So.. I want to get back into writing, by writing I mean blogging, and by blogging I mean sharing things related to code.
Things I’ve learned, Things I’ve built, etc…
Why, you might ask? Well firstly, I think it’s important in any sort of pursuit to be able to share your ideas and present what you’ve worked on. I think blogging is good practice for that.
I think it’s important to study, practice whatever you’re pursuing, but it’s just as important to be a part of a community. I don’t think any good, meaningful thing is going to come out of me being alone in my room coding all day. On the other hand, I think there could be a lot of good that could come out of a blog where I share my latest app project or my Arduino IoT robot that I built for example.
As important as it is to be skilled, I need to share and participate with the community. Sort of like Ben Awad, and RCLifeOn. They generate excitement about the things they built by being able to share them with people, both for themselves and for all their viewers.
Secondly, I think I have too much time on my hands. I feel like I’m constantly striving to learn that my brain hurts.

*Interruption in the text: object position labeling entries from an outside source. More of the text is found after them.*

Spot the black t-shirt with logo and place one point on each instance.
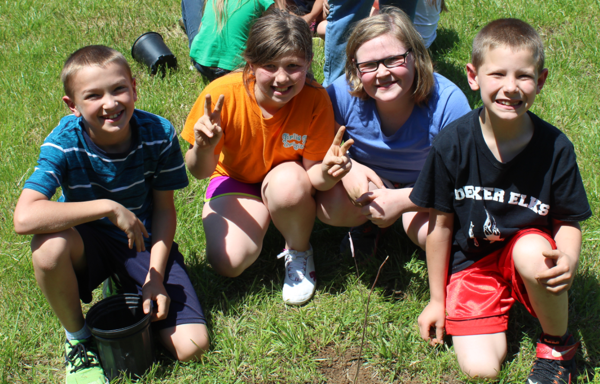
(491, 200)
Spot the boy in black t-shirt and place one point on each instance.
(506, 197)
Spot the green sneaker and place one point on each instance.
(83, 366)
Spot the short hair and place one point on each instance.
(395, 22)
(278, 33)
(513, 33)
(92, 55)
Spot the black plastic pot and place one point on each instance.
(122, 334)
(150, 49)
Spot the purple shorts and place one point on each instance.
(106, 256)
(227, 186)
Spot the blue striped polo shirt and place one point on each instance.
(69, 159)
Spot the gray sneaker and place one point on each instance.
(300, 276)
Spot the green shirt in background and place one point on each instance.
(224, 49)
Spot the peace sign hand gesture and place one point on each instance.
(207, 130)
(336, 163)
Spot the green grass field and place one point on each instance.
(254, 336)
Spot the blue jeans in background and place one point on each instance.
(191, 13)
(343, 14)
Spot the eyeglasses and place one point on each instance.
(388, 62)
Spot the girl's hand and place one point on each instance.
(207, 130)
(336, 163)
(360, 180)
(154, 290)
(382, 206)
(559, 278)
(129, 223)
(431, 323)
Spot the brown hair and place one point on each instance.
(92, 55)
(278, 33)
(513, 33)
(395, 22)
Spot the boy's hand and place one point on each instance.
(207, 130)
(154, 290)
(129, 223)
(559, 277)
(336, 163)
(431, 323)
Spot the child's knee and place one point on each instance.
(288, 186)
(480, 356)
(47, 250)
(528, 257)
(187, 342)
(233, 262)
(480, 365)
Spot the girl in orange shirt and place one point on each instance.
(265, 145)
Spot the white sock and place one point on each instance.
(82, 334)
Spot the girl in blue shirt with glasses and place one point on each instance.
(393, 105)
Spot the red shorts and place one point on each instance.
(479, 297)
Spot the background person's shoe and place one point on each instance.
(554, 363)
(300, 277)
(83, 366)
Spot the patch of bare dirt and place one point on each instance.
(341, 369)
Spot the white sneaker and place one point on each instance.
(300, 277)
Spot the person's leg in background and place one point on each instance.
(191, 13)
(408, 6)
(342, 15)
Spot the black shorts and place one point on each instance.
(106, 256)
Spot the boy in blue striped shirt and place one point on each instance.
(117, 167)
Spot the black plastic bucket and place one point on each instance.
(122, 334)
(150, 49)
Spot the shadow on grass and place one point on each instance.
(265, 276)
(447, 40)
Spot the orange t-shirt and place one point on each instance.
(251, 144)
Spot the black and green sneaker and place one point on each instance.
(83, 366)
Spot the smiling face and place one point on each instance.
(508, 82)
(105, 98)
(279, 81)
(387, 84)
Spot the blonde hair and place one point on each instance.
(92, 55)
(394, 22)
(276, 34)
(513, 33)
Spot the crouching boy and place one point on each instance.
(506, 198)
(117, 167)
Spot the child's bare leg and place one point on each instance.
(335, 208)
(288, 195)
(551, 309)
(480, 355)
(235, 227)
(56, 257)
(416, 225)
(186, 341)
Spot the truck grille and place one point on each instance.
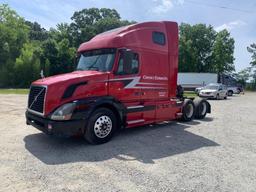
(36, 98)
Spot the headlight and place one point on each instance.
(64, 112)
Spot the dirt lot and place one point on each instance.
(216, 154)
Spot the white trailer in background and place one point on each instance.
(190, 81)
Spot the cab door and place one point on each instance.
(124, 85)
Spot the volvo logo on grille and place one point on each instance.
(35, 98)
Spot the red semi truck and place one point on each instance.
(125, 77)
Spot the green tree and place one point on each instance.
(27, 65)
(13, 34)
(223, 50)
(196, 43)
(89, 22)
(36, 32)
(252, 49)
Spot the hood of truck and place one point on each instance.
(86, 83)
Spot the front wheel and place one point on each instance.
(188, 110)
(217, 97)
(201, 108)
(230, 93)
(101, 126)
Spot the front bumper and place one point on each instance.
(58, 128)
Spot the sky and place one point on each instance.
(237, 16)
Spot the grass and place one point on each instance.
(14, 91)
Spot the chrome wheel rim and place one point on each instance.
(103, 126)
(189, 110)
(203, 108)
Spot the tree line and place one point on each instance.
(26, 48)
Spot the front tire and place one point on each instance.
(201, 108)
(101, 126)
(230, 93)
(188, 110)
(217, 96)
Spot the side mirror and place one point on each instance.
(126, 56)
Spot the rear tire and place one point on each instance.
(101, 126)
(201, 108)
(188, 110)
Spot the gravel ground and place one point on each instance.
(216, 154)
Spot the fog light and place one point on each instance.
(49, 127)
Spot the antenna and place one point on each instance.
(42, 74)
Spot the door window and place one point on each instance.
(128, 66)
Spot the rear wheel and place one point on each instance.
(101, 126)
(201, 108)
(188, 110)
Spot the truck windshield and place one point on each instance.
(97, 60)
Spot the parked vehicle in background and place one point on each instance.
(125, 77)
(234, 90)
(197, 81)
(191, 81)
(214, 90)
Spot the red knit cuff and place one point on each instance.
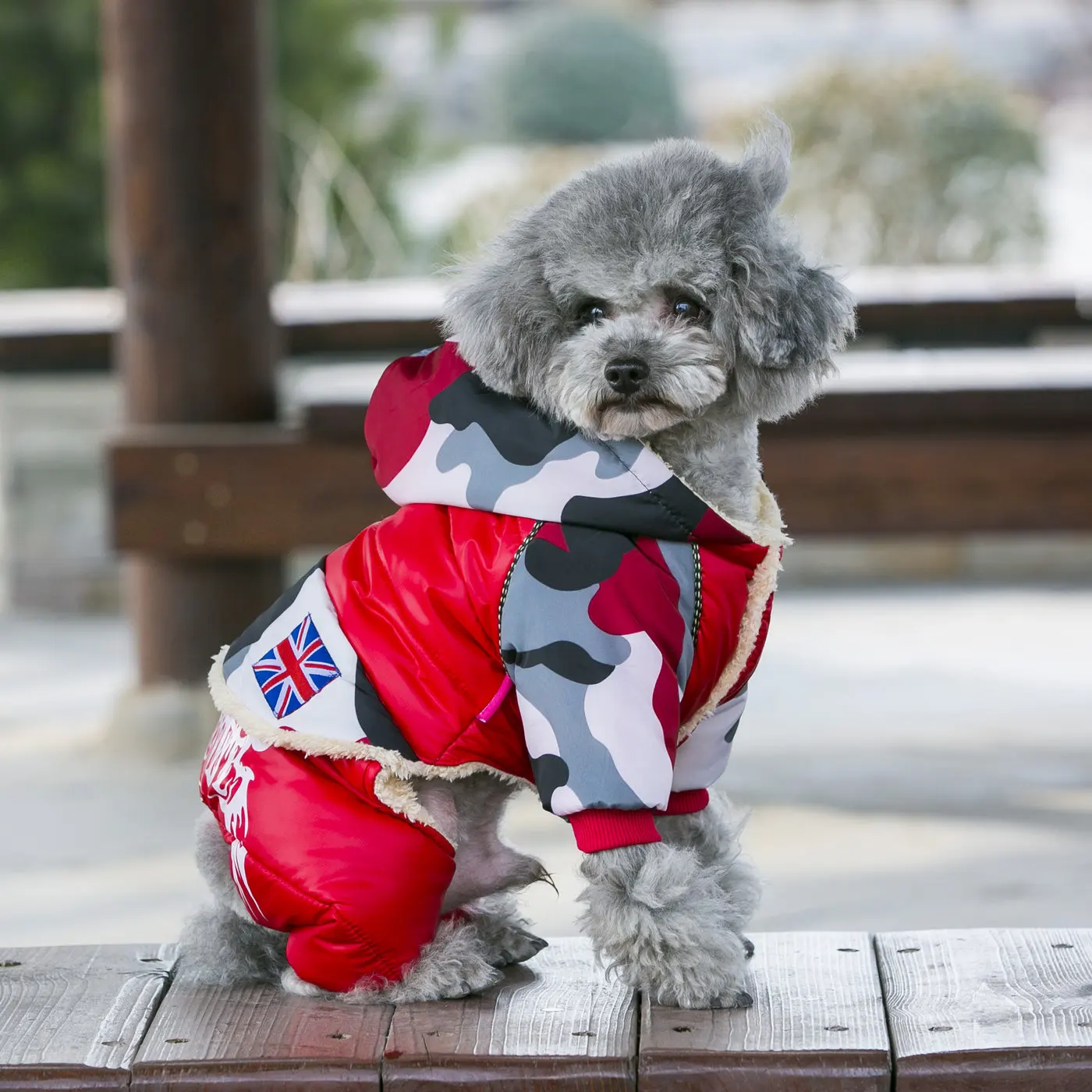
(686, 803)
(608, 829)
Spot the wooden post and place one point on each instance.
(186, 94)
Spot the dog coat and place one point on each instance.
(544, 606)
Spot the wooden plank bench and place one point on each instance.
(933, 1012)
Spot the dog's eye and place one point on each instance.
(592, 313)
(687, 309)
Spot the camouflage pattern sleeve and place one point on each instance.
(597, 635)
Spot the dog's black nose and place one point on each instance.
(626, 376)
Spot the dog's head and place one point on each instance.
(647, 291)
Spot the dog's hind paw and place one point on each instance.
(292, 984)
(502, 931)
(455, 964)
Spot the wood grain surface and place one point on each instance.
(990, 1009)
(556, 1023)
(254, 1037)
(73, 1018)
(817, 1023)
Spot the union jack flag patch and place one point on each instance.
(295, 669)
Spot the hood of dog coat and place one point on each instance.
(439, 436)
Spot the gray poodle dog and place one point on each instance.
(658, 297)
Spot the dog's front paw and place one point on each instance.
(658, 920)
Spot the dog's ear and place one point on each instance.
(786, 318)
(502, 313)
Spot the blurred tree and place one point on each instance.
(51, 187)
(920, 164)
(587, 76)
(339, 149)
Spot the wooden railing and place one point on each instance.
(73, 330)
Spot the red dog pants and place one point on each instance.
(316, 854)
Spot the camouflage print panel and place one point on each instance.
(595, 633)
(704, 756)
(491, 452)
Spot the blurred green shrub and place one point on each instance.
(51, 185)
(587, 78)
(924, 163)
(51, 172)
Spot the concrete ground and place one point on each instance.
(912, 758)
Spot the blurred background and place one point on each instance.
(916, 748)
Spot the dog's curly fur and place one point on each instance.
(675, 259)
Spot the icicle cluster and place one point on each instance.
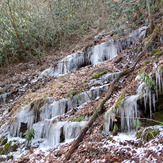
(128, 110)
(94, 55)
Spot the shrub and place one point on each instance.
(29, 135)
(79, 119)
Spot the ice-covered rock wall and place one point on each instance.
(129, 111)
(94, 55)
(44, 127)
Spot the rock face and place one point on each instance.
(94, 55)
(129, 110)
(42, 119)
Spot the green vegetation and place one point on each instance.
(115, 129)
(37, 104)
(3, 141)
(60, 86)
(7, 146)
(146, 79)
(29, 135)
(79, 119)
(72, 92)
(99, 73)
(137, 123)
(29, 29)
(148, 134)
(119, 102)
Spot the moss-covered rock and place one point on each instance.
(97, 74)
(3, 141)
(6, 148)
(147, 134)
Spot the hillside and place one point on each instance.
(99, 102)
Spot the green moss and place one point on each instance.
(148, 134)
(157, 52)
(99, 73)
(3, 141)
(137, 123)
(37, 104)
(60, 86)
(115, 129)
(72, 92)
(79, 119)
(119, 102)
(110, 138)
(147, 62)
(14, 147)
(6, 148)
(3, 91)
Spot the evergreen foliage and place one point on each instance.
(29, 135)
(29, 29)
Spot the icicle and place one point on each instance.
(154, 101)
(72, 129)
(150, 102)
(128, 112)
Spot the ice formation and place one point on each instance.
(128, 111)
(94, 55)
(44, 127)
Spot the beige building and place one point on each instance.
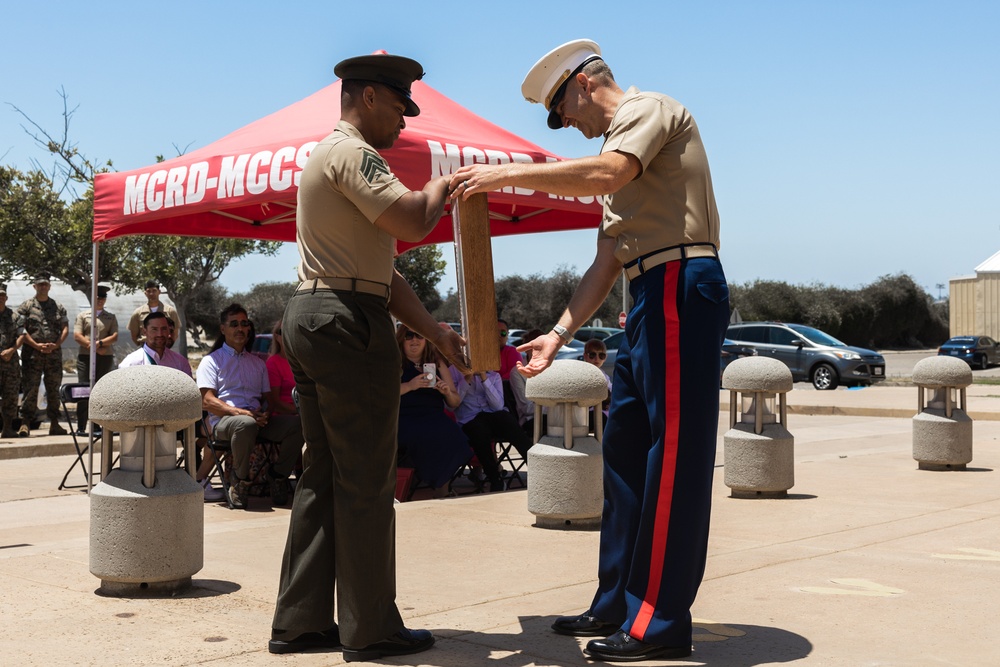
(975, 301)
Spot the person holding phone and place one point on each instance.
(429, 441)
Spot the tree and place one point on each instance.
(203, 308)
(184, 265)
(265, 303)
(423, 267)
(40, 233)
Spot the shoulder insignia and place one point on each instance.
(372, 166)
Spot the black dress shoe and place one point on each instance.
(622, 647)
(583, 625)
(307, 641)
(403, 642)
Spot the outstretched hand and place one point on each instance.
(543, 350)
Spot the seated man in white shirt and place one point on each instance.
(155, 351)
(233, 383)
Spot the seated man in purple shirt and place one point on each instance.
(233, 384)
(485, 421)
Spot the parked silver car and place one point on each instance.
(810, 354)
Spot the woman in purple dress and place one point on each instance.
(429, 440)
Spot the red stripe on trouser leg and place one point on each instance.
(672, 409)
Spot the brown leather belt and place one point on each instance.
(637, 267)
(328, 284)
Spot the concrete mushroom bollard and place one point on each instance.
(146, 516)
(759, 450)
(566, 481)
(942, 431)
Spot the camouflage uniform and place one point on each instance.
(10, 371)
(44, 321)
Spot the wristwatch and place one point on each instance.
(564, 335)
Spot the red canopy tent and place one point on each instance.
(244, 185)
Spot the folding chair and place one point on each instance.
(72, 393)
(509, 455)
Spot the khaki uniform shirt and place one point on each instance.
(43, 321)
(139, 314)
(345, 187)
(672, 200)
(107, 324)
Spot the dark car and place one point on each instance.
(977, 351)
(732, 351)
(810, 354)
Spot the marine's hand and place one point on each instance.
(474, 178)
(543, 350)
(451, 345)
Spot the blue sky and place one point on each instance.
(848, 140)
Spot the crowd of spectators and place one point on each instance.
(448, 422)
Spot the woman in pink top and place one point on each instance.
(279, 376)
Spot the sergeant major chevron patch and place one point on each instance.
(372, 165)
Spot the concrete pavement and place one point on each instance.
(869, 561)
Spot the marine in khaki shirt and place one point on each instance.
(661, 226)
(340, 342)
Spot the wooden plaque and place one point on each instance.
(474, 263)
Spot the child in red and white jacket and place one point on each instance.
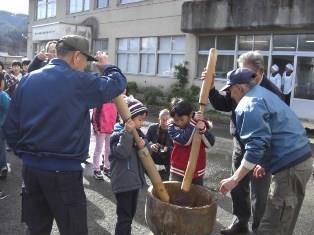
(103, 120)
(181, 129)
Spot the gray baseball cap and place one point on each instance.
(238, 76)
(77, 43)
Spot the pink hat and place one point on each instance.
(275, 68)
(289, 66)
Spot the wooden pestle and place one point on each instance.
(144, 154)
(197, 138)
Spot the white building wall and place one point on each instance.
(141, 19)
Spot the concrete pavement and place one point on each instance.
(101, 201)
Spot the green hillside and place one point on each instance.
(13, 28)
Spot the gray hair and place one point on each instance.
(163, 112)
(253, 58)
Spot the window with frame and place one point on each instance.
(79, 6)
(170, 53)
(100, 45)
(46, 9)
(102, 3)
(226, 49)
(151, 55)
(128, 54)
(129, 1)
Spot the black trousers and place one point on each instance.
(126, 209)
(50, 195)
(250, 194)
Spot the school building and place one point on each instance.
(146, 38)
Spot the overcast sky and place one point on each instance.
(14, 6)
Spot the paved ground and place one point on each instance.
(101, 202)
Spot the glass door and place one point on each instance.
(303, 97)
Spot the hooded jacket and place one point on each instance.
(127, 172)
(48, 122)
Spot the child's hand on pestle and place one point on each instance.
(200, 125)
(259, 171)
(141, 144)
(198, 116)
(203, 76)
(155, 147)
(129, 125)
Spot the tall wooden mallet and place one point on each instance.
(144, 154)
(197, 138)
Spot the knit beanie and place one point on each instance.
(136, 107)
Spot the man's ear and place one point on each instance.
(76, 58)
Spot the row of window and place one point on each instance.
(150, 55)
(277, 42)
(231, 46)
(47, 8)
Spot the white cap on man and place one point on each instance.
(289, 66)
(275, 68)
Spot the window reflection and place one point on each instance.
(304, 87)
(284, 42)
(306, 42)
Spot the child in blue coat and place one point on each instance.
(127, 172)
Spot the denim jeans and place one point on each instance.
(3, 158)
(50, 195)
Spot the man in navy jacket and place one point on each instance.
(242, 201)
(270, 132)
(48, 127)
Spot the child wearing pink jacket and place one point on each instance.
(103, 120)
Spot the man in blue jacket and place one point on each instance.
(275, 142)
(251, 193)
(48, 127)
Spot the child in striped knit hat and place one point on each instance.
(127, 172)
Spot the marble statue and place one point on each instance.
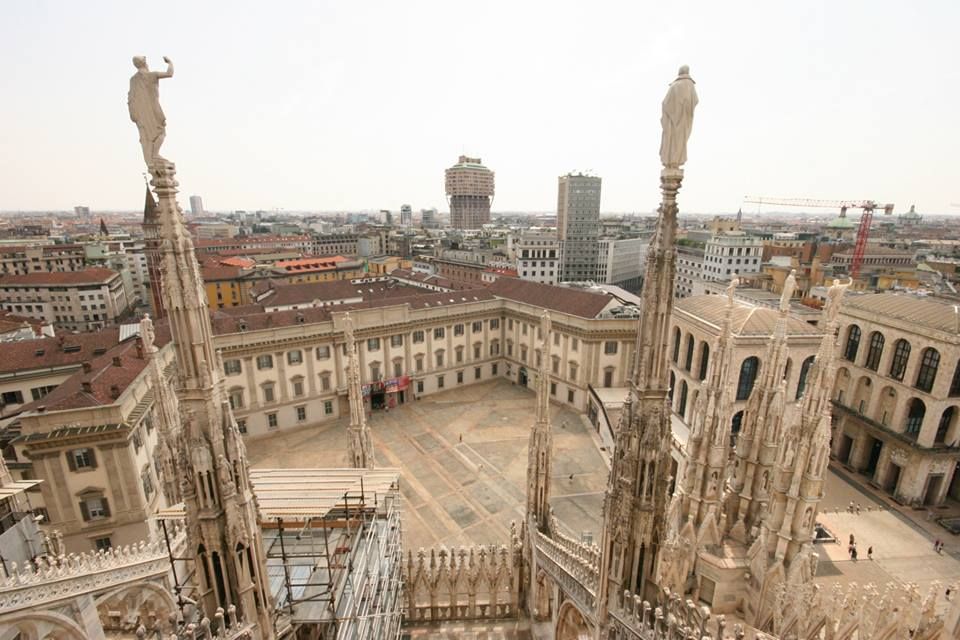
(789, 286)
(732, 287)
(677, 119)
(143, 101)
(834, 293)
(147, 334)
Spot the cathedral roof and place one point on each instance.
(748, 320)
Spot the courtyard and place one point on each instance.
(462, 455)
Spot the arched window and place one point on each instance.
(705, 360)
(955, 383)
(748, 375)
(929, 363)
(735, 426)
(804, 372)
(876, 350)
(688, 360)
(945, 421)
(915, 417)
(853, 343)
(901, 354)
(682, 407)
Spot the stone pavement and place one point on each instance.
(902, 540)
(462, 455)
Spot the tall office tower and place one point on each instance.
(578, 226)
(470, 192)
(428, 218)
(196, 205)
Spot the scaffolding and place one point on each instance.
(333, 544)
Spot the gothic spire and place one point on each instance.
(540, 448)
(361, 444)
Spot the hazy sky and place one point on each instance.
(362, 105)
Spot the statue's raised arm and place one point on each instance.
(143, 102)
(677, 119)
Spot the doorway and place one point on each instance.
(892, 479)
(932, 493)
(846, 445)
(876, 448)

Every ounce of free time I have, I feel like I need to be learning or improving, and I don’t think being so desperate and cramming my head all the time is good for me. Hopefully, blogging will eat up some of that time.
And this next reason is a pretty similar reason to the previous reason, but I think it’s important that I compare downwards. I think I’m going to be pretty miserable if I’m constantly comparing myself to people that know more, are further along in my career path. For instance, I find myself a lot of the time on Reddit, and Youtube consuming content about people who share their projects and I just feel behind all the time. Yesterday, I was watching this RCLifeOn that built some sort of coffee table using the axes from a 3d printer that draws patterns in a plane of sand within the table. You can check that out here… It’s freken insane, and it makes me feel so behind on my journey into electronics.
I think by blogging, I can associate myself with people that are behind me because people that watch my channel are likely going to be people that aren’t as knowledgeable as me. I get to look at and compare downwards (I mean in terms of career, not personal worth if that wasn’t clear…). I read in some communications class that it’s good to balance your life with a mix of downwards and upwards comparisons.
Thirdly, my writing/communication/speech skills have gotten considerably worse, and I just need to spend more time practicing these things.